Clinical Trials
WHAT ARE CLINICAL TRIALS?
A clinical trial is one of the final stages of a long and careful cancer research process and the main way to make progress in treating cancer. A clinical trial matches cancer patients, doctors, and new therapies aimed at preventing disease, improving chances of cure, increasing life expectancy, and/or improving quality of life.
Doctors perform clinical trials because they believe the drugs or techniques they are testing could be more effective or safer than the standard treatments. They have to show this belief scientifically and beyond a measurable doubt so that the FDA (Food and Drug Administration) will consider approving the drugs/techniques for other people with the same cancers.Â
WHY ARE THEY IMPORTANT?
Clinical trials are the only accepted scientific method to determine if a new treatment works better than the current standard of care. Despite the promise offered by clinical trials, less than 5% of adult cancer patients enroll in them. This lack of participation slows progress in the development of new, more effective therapies. By contrast, more than 60% of children with cancer are enrolled in clinical trials. Approximately three-quarters of children with cancer survive their disease long-term, compared with half of adults. The increased survival rate for children can be directly linked to their higher rate of participation in cancer clinical trials.

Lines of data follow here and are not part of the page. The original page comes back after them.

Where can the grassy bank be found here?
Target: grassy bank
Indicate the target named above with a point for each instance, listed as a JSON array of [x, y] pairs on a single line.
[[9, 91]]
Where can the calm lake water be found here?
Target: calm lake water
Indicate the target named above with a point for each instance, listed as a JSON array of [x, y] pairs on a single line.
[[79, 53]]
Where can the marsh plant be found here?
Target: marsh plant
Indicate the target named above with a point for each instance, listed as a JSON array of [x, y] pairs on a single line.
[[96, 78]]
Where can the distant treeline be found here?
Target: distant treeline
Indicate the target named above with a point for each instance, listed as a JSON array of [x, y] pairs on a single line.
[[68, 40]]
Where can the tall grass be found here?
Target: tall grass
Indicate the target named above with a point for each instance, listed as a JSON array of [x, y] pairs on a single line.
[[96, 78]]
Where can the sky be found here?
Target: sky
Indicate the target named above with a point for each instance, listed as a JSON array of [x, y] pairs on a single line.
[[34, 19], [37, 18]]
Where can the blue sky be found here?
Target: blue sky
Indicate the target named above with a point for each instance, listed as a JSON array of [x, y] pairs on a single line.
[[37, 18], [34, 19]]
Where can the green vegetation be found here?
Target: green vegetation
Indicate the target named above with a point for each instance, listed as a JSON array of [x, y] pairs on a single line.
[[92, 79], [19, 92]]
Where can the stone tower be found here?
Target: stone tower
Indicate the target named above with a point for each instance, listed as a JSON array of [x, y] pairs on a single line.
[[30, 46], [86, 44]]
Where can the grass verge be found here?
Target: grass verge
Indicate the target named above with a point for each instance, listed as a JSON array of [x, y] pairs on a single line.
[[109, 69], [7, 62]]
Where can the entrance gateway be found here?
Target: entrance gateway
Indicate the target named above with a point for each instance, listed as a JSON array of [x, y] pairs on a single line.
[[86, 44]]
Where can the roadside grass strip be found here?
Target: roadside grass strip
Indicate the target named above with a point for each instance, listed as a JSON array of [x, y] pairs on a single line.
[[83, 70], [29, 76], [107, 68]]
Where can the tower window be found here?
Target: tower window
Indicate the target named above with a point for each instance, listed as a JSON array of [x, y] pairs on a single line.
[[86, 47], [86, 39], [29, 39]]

Nationally, there are close to 5,000 cancer clinical trials underway. Clinical trials are sponsored by the National Cancer Institute (NCI), drug companies, medical institutions, and other research-based organizations. They are carried out in environments that ensure patient safety and care: doctors’ offices, cancer centers, other medical centers, community hospitals and clinics, and veterans’ and military hospitals. All of today’s recognized cancer treatments were proven by cancer clinical trials before they became generally available.
EXAMPLES OF ADVANCES IN BREAST CANCER TREATMENT FROM CLINICAL TRIALS
- Raloxifene (Evista) as treatment for prevention of invasive breast cancer in certain groups of high-risk women.
- Tamoxifen as treatment for reducing the incidence of breast cancer.
- Herceptin as treatment for reducing the recurrence of breast cancer for HER2-positive breast cancer patients.
- Neoadjuvant therapy for locally advanced breast cancer patients. These trials proved that neoadjuvant therapy (that is therapy administered before surgical resection) could safely be administered to patients with locally advanced breast cancer allowing the surgeons to proceed with breast preservation while achieving comparable local control rates and survival rates as the more extensive surgery.
- Efficacy of Lapatinib in women with Her2-positive breast cancer that had failed Herceptin based chemotherapy. This has given new hope to women with advanced Her2-positive breast cancer and has led to many new trials looking at the combination of Lapatinib and Herceptin in this population of patients. Many of these trials are showing remarkably higher response rates for the combination therapy than previously seen for the single agents, many with very impressive pathological complete response rates when the combination is used in the neoadjuvant fashion.
- New drug development for women with triple negative breast cancer using novel agents such as the PARP inhibitors for women with triple negative breast cancer.
Ask your doctor if there is a clinical trial you should consider as you learn about your treatment options.
A good place to begin looking for information is at www.cancer.gov, the primary website for the National Cancer Institute (NCI), and www.cancer.net, the website for the American Society of Clinical Oncology (ASCO).